© 2022 James Clark
Filmmaker/dramatist, Ingmar Bergman began to show what he could do during the era of the Nazis. In all his presentations you would think that such a matter would be on his mind and his heart. As a tyro, he was not only working within neutral Sweden, but also happy to develop his skills within the Axis. His powers of reflection cannot be dismissed. He was, indeed, a brilliant exponent of that matter of palsy and rampant overrated, within the actions of religion and science. Many philosophically thinkers, over the past two hundred years, have tangled with this arduousness. They have been handicapped by murderous religion and murderous science.
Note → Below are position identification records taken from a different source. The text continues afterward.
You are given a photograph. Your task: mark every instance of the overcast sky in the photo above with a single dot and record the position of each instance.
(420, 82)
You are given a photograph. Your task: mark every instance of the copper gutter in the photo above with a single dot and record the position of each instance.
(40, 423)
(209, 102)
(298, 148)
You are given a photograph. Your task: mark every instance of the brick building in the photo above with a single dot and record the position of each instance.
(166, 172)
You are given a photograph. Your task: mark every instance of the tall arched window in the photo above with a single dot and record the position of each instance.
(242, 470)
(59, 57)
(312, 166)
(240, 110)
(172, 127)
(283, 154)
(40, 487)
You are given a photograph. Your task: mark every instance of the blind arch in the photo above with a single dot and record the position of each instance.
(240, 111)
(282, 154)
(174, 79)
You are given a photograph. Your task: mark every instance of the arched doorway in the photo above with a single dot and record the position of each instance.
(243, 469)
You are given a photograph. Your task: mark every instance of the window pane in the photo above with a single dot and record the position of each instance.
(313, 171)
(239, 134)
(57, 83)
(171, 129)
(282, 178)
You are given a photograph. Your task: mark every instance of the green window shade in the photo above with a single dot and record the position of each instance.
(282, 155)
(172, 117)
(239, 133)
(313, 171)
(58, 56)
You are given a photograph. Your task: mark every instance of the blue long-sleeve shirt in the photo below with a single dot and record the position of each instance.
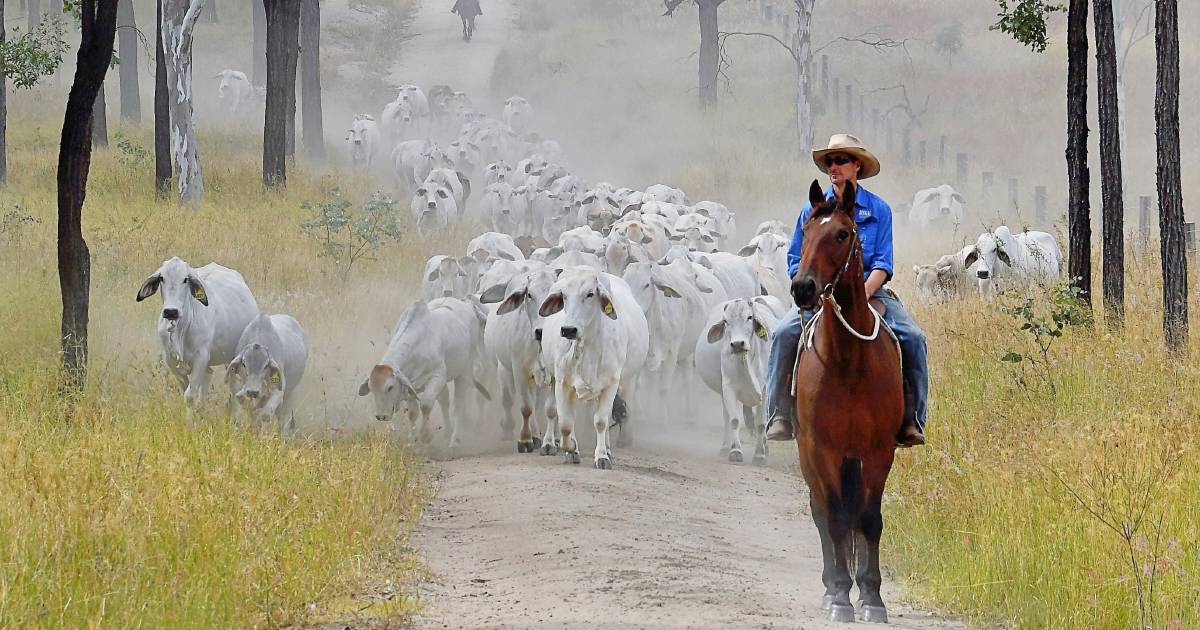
(874, 219)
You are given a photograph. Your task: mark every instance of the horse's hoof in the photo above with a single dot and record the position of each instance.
(843, 613)
(873, 615)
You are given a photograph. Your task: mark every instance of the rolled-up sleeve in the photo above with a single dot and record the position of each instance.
(882, 240)
(793, 250)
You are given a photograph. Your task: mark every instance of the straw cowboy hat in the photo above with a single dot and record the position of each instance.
(849, 144)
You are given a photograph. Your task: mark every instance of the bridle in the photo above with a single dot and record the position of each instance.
(827, 299)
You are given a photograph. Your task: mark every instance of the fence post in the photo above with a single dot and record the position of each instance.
(825, 77)
(1144, 220)
(850, 106)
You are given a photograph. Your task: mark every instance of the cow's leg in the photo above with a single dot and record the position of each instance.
(198, 379)
(760, 435)
(551, 442)
(462, 388)
(732, 411)
(567, 406)
(601, 420)
(507, 385)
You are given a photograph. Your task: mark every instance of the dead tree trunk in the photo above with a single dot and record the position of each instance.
(178, 22)
(99, 29)
(1079, 252)
(709, 54)
(127, 42)
(282, 43)
(100, 119)
(310, 52)
(802, 48)
(161, 113)
(1170, 192)
(1113, 197)
(258, 48)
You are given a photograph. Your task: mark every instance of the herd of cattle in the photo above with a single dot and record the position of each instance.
(583, 304)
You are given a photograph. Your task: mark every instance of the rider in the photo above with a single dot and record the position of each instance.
(847, 161)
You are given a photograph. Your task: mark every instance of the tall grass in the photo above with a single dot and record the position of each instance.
(118, 508)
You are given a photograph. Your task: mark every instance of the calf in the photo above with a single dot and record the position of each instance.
(264, 376)
(204, 312)
(595, 340)
(731, 359)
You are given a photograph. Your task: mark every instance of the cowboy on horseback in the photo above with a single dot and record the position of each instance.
(846, 161)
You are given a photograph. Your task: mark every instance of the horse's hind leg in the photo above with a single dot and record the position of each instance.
(868, 571)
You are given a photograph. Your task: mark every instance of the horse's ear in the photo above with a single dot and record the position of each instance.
(816, 196)
(847, 198)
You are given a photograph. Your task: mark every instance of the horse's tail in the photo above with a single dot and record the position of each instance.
(851, 475)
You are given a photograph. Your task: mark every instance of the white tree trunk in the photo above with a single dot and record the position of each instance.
(802, 49)
(178, 22)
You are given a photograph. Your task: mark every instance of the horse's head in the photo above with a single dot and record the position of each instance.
(831, 238)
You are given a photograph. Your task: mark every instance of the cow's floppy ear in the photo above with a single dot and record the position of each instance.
(493, 294)
(847, 198)
(606, 306)
(551, 305)
(197, 288)
(150, 286)
(511, 303)
(816, 196)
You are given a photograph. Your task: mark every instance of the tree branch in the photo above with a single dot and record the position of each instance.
(725, 35)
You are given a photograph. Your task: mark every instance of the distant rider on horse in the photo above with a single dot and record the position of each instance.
(845, 160)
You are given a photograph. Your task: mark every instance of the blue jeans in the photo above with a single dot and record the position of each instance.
(780, 402)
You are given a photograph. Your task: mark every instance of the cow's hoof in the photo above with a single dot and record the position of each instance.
(873, 615)
(843, 613)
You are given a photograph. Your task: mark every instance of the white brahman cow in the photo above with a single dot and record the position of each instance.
(204, 312)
This early (reckless) involvement by Bergman could not sustain very long. Our film today provides a dramatic form of his education. There is, at the outset, a vicious attack. In the tranquil, neat-as-a-pin village, a lady, namely, Mutti, had seen fit to take in a baby whose mother refused to touch. The violence, however, did not end with that. Mutti’s love and joy for the child, namely, Nelly, was to be arrested by the now eighteen-year-old girl rounded-up to become a decorative prostitute, in Stockholm. The girl had been given the idea that she would be a clerk in a chic clothing boutique. But in no-time Nelly adjusted.
Its follow-up is far more sophisticated. Most of the heavy lifting becomes the holder of one, Jack, a vague relative of the owner, and a seldom active actor. That he was a somewhat ambiguous sage, there was, on the train back to Stockholm, his pandemonium of glee in noticing on the seats there was stylized crosses of the Nazi type. (Of course, the business-lady had joined in.) Nelly’s confusion here would by only customary.
Nevertheless, Jack had ventured into dangerous and astounding territory. He and the so-called mother (who had sent ahead a flashy gown for the recruit) attend the yearly dance phenomenon of the village, focused upon the music of the waltz. Jack, already drunk, asks Jenny, “Would you mind if I asked your daughter to dance?”/ “Not at all. You can dance as you like…” During that first dance with Jack (which created anger in her partner), Jack blurts out, “You’re very beautiful, the Belle of the Ball.”/ “That’s very kind of you.”/ “Feminine beauty makes me sad… I think we’ll be seeing a lot more of each other… You look so sad.”/ “Me? I’m not sad at all.”/ “Not sad in in the usual way. It’s a sadness deep in your eyes. Perhaps your heart is sad…”/ “You sound like a novel.”/ “I was going to enter the church…. To live in peace, far from the noise and the worry…” (Nelly argues, “It can be a bit too peaceful.”) He requests two drinks. He then adds something. “I call it, ‘Jack the Ripper’s Evensong.’ It’ll go down easily. I’m sure you’ll like it.” (Easy revolutionaries! The world is cluttered with them. Bergman’s career being dedicated to better than that.)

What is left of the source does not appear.